Não me lembro dos natais no Alentejo. Primeiro, porque apenas aqui vivi em permanência até aos dois anos, e se tenho muitas recordações, poucas são as memórias desse tempo. Segundo, porque depois disso, se todos os anos regressámos, era sobretudo no Verão por ocasião das férias do meu pai, e eventualmente no Carnaval ou na Páscoa. Assim, tenho a recordação dos cantares do meu avô à lareira, por ouvir contar, mas não a memória. Contudo, ainda que eu viesse muito cedo, autonomamente, a encontrar a minha própria forma de Natal que ainda hoje me comove e acompanha, falta-me o Alentejo, cuja recordação não me é suficiente. Tenho uma enorme saudade do que não lembro.

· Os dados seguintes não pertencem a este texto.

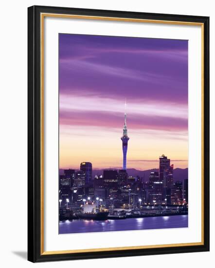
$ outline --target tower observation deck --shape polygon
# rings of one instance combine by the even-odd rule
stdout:
[[[123,129],[123,135],[121,137],[121,140],[123,143],[123,168],[124,170],[126,169],[126,161],[127,161],[127,143],[129,138],[127,136],[127,126],[126,124],[126,102],[125,104],[125,123],[124,128]]]

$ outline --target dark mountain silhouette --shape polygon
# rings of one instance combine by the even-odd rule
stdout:
[[[118,170],[118,169],[117,169]],[[92,177],[94,178],[96,175],[102,175],[104,170],[93,170],[92,171]],[[152,169],[144,171],[140,171],[135,169],[127,169],[127,172],[128,176],[139,176],[143,178],[143,181],[148,180],[148,176],[150,172],[159,172],[158,169]],[[60,169],[60,174],[64,173],[64,170]],[[184,179],[188,178],[188,169],[179,169],[177,168],[174,170],[174,181],[182,181]]]

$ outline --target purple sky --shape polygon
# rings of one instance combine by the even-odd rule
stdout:
[[[184,152],[178,156],[187,159],[187,40],[69,34],[59,34],[59,40],[62,166],[68,166],[73,159],[64,143],[69,137],[72,143],[74,136],[81,139],[83,128],[89,135],[97,134],[103,140],[106,131],[114,135],[119,131],[120,138],[125,98],[131,137],[133,133],[137,139],[136,134],[143,132],[143,136],[153,133],[161,140],[170,135],[173,140],[186,140]],[[140,142],[143,137],[138,138]],[[149,142],[153,143],[151,137]],[[176,144],[176,149],[182,146]],[[78,148],[73,146],[75,153]],[[86,148],[79,150],[83,151],[80,159]],[[163,152],[161,147],[161,153],[172,156],[168,149]],[[157,158],[159,153],[151,158]],[[179,159],[177,154],[172,156]],[[109,163],[109,160],[104,161]]]

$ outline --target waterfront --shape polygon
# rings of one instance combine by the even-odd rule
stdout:
[[[60,222],[60,234],[188,227],[187,215],[122,220],[72,220]]]

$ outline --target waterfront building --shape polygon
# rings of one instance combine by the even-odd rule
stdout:
[[[100,199],[105,200],[106,198],[106,190],[103,187],[95,186],[94,188],[94,199],[98,197]]]
[[[82,162],[80,165],[80,170],[84,172],[85,183],[91,182],[92,180],[92,163],[90,162]]]
[[[124,128],[123,129],[123,136],[121,137],[121,140],[123,143],[123,169],[124,170],[126,170],[126,169],[127,143],[129,139],[129,138],[127,135],[127,126],[126,124],[126,114],[125,109],[126,109],[126,103],[125,103]]]
[[[92,182],[85,185],[85,196],[86,199],[88,197],[90,197],[90,200],[94,200],[94,187]]]

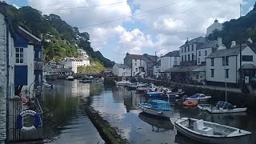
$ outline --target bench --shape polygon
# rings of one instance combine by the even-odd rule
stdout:
[[[204,134],[214,134],[213,128],[205,126],[202,119],[194,122],[194,130]]]

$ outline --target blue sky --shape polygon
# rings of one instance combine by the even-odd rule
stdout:
[[[43,14],[56,14],[69,24],[90,35],[92,47],[116,62],[122,62],[126,52],[158,55],[178,50],[188,38],[205,36],[215,18],[224,22],[252,9],[254,0],[7,0],[17,6],[41,7]],[[173,2],[173,4],[171,3]],[[108,5],[110,3],[116,3]],[[90,8],[82,6],[100,6]],[[168,6],[170,5],[170,6]],[[164,8],[143,14],[163,6]],[[43,8],[42,8],[43,7]],[[60,10],[65,8],[66,10]],[[77,8],[77,9],[69,9]],[[57,9],[57,10],[56,10]],[[123,18],[130,17],[128,18]],[[122,18],[120,21],[99,24]],[[146,30],[145,30],[146,29]]]

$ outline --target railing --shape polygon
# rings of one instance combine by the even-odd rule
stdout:
[[[42,61],[34,61],[34,70],[42,70],[43,62]]]
[[[33,131],[22,131],[18,128],[17,118],[18,116],[25,110],[27,110],[27,106],[22,102],[22,99],[15,96],[7,99],[9,102],[9,114],[7,114],[8,126],[7,126],[7,142],[24,142],[24,141],[42,141],[42,109],[39,103],[38,99],[36,97],[33,97],[30,100],[30,106],[29,110],[35,111],[40,117],[40,124],[38,127]],[[24,126],[33,126],[34,123],[34,118],[31,118],[30,116],[24,117],[22,118],[22,124]]]

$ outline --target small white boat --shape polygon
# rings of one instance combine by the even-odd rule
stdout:
[[[247,143],[251,134],[235,127],[189,118],[178,119],[174,128],[175,132],[206,143]]]
[[[54,88],[55,86],[54,84],[47,82],[45,79],[43,80],[42,86],[47,88]]]
[[[203,94],[195,94],[190,97],[186,98],[186,100],[198,100],[198,101],[208,101],[211,96],[205,95]]]
[[[138,107],[145,113],[159,117],[170,118],[173,114],[170,103],[162,100],[152,100],[149,103],[140,103]]]
[[[69,80],[69,81],[74,81],[74,78],[72,75],[70,75],[70,76],[66,77],[66,79]]]

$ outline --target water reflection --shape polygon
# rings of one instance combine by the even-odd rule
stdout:
[[[129,91],[122,87],[105,88],[102,94],[94,96],[90,105],[102,113],[105,119],[121,130],[120,134],[130,142],[134,143],[198,143],[189,138],[178,135],[174,130],[166,128],[165,122],[141,114],[138,104],[148,100],[135,91]],[[173,102],[170,102],[172,103]],[[172,123],[181,117],[204,119],[220,124],[244,129],[253,133],[256,131],[255,114],[246,113],[229,114],[210,114],[196,107],[174,106],[174,114],[170,118]],[[169,123],[170,124],[170,123]],[[255,143],[254,134],[251,143]],[[182,140],[185,139],[185,140]]]
[[[170,119],[157,118],[144,112],[140,113],[138,118],[151,125],[152,131],[154,132],[165,132],[174,129],[174,125]]]
[[[104,143],[79,108],[80,97],[90,96],[90,85],[65,80],[54,84],[56,88],[45,89],[41,98],[45,143]]]

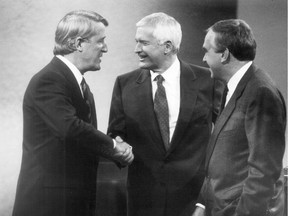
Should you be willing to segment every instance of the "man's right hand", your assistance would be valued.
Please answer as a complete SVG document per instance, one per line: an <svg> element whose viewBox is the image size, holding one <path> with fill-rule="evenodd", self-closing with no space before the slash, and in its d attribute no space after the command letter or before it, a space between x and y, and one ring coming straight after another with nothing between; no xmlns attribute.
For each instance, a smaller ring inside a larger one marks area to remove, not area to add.
<svg viewBox="0 0 288 216"><path fill-rule="evenodd" d="M115 141L116 141L116 146L114 148L115 160L117 160L123 166L130 165L134 159L132 146L124 142L119 136L115 138Z"/></svg>

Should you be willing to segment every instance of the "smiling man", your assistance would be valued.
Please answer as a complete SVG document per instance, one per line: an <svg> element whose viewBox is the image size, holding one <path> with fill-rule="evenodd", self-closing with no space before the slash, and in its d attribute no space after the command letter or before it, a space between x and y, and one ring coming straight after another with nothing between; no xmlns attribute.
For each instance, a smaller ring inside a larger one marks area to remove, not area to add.
<svg viewBox="0 0 288 216"><path fill-rule="evenodd" d="M33 76L24 96L13 216L94 216L99 156L122 165L133 160L127 143L97 130L93 95L83 76L100 70L107 25L99 14L80 10L57 26L55 57Z"/></svg>
<svg viewBox="0 0 288 216"><path fill-rule="evenodd" d="M190 216L204 177L213 80L178 59L182 32L173 17L155 13L136 26L140 68L117 78L108 129L133 146L128 215Z"/></svg>

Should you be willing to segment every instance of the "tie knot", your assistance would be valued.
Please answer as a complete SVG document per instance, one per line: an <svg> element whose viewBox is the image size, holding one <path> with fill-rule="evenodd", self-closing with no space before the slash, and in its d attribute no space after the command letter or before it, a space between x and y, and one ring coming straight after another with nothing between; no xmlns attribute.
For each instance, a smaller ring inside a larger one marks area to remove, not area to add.
<svg viewBox="0 0 288 216"><path fill-rule="evenodd" d="M158 75L155 77L155 80L157 81L157 84L162 84L165 79L163 76Z"/></svg>

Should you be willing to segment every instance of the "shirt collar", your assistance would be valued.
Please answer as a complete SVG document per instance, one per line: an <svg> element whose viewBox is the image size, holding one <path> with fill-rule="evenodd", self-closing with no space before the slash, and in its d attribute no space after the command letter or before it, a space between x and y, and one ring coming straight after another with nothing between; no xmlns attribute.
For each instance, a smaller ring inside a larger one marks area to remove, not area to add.
<svg viewBox="0 0 288 216"><path fill-rule="evenodd" d="M72 63L70 62L67 58L65 58L62 55L56 55L57 58L59 58L64 64L67 65L67 67L72 71L72 73L74 74L77 83L80 85L80 83L82 82L83 79L83 75L81 74L81 72L78 70L78 68Z"/></svg>
<svg viewBox="0 0 288 216"><path fill-rule="evenodd" d="M238 83L240 82L240 80L242 79L242 77L244 76L244 74L246 73L246 71L251 65L252 65L252 61L249 61L231 77L231 79L227 83L229 93L232 93L235 91Z"/></svg>
<svg viewBox="0 0 288 216"><path fill-rule="evenodd" d="M150 70L151 79L154 81L156 76L159 75L159 73L154 73ZM164 80L175 80L175 78L180 77L180 61L178 58L173 62L173 64L163 73L161 73L161 76L163 76Z"/></svg>

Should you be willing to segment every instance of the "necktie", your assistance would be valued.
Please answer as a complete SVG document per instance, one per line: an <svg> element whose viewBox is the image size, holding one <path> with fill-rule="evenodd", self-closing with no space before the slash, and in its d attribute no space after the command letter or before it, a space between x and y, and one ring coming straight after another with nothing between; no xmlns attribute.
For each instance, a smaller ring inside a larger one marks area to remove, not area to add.
<svg viewBox="0 0 288 216"><path fill-rule="evenodd" d="M158 124L160 127L161 136L166 150L169 148L169 110L166 98L165 88L162 84L164 78L158 75L155 80L157 81L157 90L154 98L154 111L156 113Z"/></svg>
<svg viewBox="0 0 288 216"><path fill-rule="evenodd" d="M224 88L224 91L223 91L222 97L221 97L221 106L220 106L219 115L222 113L222 111L225 107L227 93L228 93L228 87L227 87L227 85L225 85L225 88Z"/></svg>
<svg viewBox="0 0 288 216"><path fill-rule="evenodd" d="M87 119L88 119L88 122L91 123L91 105L90 105L90 101L89 101L89 86L87 85L84 77L81 81L81 89L82 89L82 92L83 92L83 98L87 104L87 107L88 107L88 114L87 114Z"/></svg>

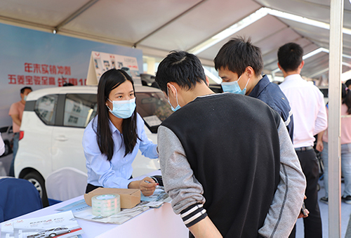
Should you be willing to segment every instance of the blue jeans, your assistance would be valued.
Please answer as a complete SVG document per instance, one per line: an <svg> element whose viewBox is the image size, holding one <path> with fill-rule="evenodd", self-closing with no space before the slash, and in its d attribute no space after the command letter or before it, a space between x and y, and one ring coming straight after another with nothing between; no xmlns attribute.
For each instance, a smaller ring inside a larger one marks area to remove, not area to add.
<svg viewBox="0 0 351 238"><path fill-rule="evenodd" d="M321 157L324 164L324 188L328 197L328 143L323 142L323 146ZM351 196L351 143L341 145L341 173L345 182L343 197Z"/></svg>
<svg viewBox="0 0 351 238"><path fill-rule="evenodd" d="M13 133L13 147L12 147L13 154L11 164L10 166L10 171L8 172L8 176L11 177L15 177L15 158L16 157L17 151L18 150L18 141L20 141L20 133L16 132Z"/></svg>

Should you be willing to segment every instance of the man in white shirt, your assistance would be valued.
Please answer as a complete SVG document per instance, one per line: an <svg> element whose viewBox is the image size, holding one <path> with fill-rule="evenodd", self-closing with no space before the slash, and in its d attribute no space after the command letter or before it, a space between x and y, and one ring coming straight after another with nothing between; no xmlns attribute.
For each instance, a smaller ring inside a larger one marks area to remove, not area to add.
<svg viewBox="0 0 351 238"><path fill-rule="evenodd" d="M313 145L314 135L326 128L326 112L322 92L300 76L305 63L303 55L303 50L297 44L288 43L279 48L278 66L285 78L279 86L293 111L293 146L307 181L305 203L310 214L303 218L305 237L322 237L317 188L319 174Z"/></svg>

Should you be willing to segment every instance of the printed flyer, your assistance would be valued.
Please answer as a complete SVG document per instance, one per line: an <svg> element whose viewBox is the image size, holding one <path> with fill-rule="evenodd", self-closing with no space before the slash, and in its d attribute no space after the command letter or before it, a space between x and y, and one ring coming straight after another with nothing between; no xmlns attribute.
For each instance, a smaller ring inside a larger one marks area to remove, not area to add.
<svg viewBox="0 0 351 238"><path fill-rule="evenodd" d="M84 231L72 211L1 224L1 237L78 237Z"/></svg>

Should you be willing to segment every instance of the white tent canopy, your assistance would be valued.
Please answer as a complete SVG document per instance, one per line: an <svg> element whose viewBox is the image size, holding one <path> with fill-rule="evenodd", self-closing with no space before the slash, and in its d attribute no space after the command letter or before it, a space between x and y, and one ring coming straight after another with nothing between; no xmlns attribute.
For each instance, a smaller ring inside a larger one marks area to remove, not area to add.
<svg viewBox="0 0 351 238"><path fill-rule="evenodd" d="M1 0L0 22L93 41L136 47L144 55L164 58L172 50L190 51L263 7L329 24L327 0ZM344 27L351 29L351 4L345 0ZM198 53L213 66L219 48L230 38L251 38L262 49L265 72L277 67L277 51L296 42L308 53L329 50L329 30L267 14ZM351 70L351 35L344 34L343 72ZM306 59L302 74L327 77L329 55Z"/></svg>

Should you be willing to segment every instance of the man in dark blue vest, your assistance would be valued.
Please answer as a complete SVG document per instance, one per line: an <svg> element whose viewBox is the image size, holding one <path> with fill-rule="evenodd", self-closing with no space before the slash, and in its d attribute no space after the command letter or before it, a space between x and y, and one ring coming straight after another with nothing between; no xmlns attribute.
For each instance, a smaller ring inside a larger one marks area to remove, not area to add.
<svg viewBox="0 0 351 238"><path fill-rule="evenodd" d="M165 191L191 235L287 237L305 180L279 114L251 97L214 93L187 52L167 55L155 80L175 111L158 130Z"/></svg>
<svg viewBox="0 0 351 238"><path fill-rule="evenodd" d="M282 117L293 141L293 120L288 99L276 84L262 76L263 60L260 48L250 39L233 38L222 46L214 59L223 79L223 91L246 95L267 103Z"/></svg>

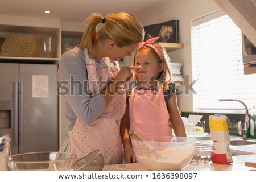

O Natal é uma forma de saudade e de lembrança do que não podemos lembrar, porque não estivemos lá. Todos os anos reconstituímos algo que não vimos e que, no entanto, vive enquanto imagem na nossa imaginação, assim como eu tenho dentro de mim a imagem visual e auditiva do meu avô à lareira. E a saudade. Passo onze meses e mais alguns dias do ano com saudades de Dezembro, porque no dia 25 já elas começam a assaltar-me. O Natal é um arquétipo contendo muitos arquétipos dentro de si. Ora os arquétipos não morrem, mas custa-me ter de os embrulhar em folhas de jornal e encerrar dentro de uma caixa. Evidentemente, o arquétipo não está lá dentro, apenas a sua representação, pois não tem lugar nem tempo, por isso pode permanecer dentro de mim e assim acontece, mas a criança que ainda sou, e que espero permanecer, sente falta do barro das figuras, das músicas tradicionais e eruditas evocativas do teatro simbólico representado na gruta, e sobretudo sente saudade da recordação, e sente saudade da saudade da memória. É algo com que tenho de alegremente viver durante onze meses e mais uns dias, que depois os Reis ou Magos, consoante cada um preferir, me vêm compensar, com bolo em forma de coroa e romãs coroadas, no dia seis de Janeiro.
Até Janeiro me despeço, leitor e amigos, com votos, que reitero, de um Natal aconchegante, solidário, consciente e projectado no futuro a partir do passado, essa criação da saudade. Em forma de azevia, Menino Jesus ou cante da nossa terra.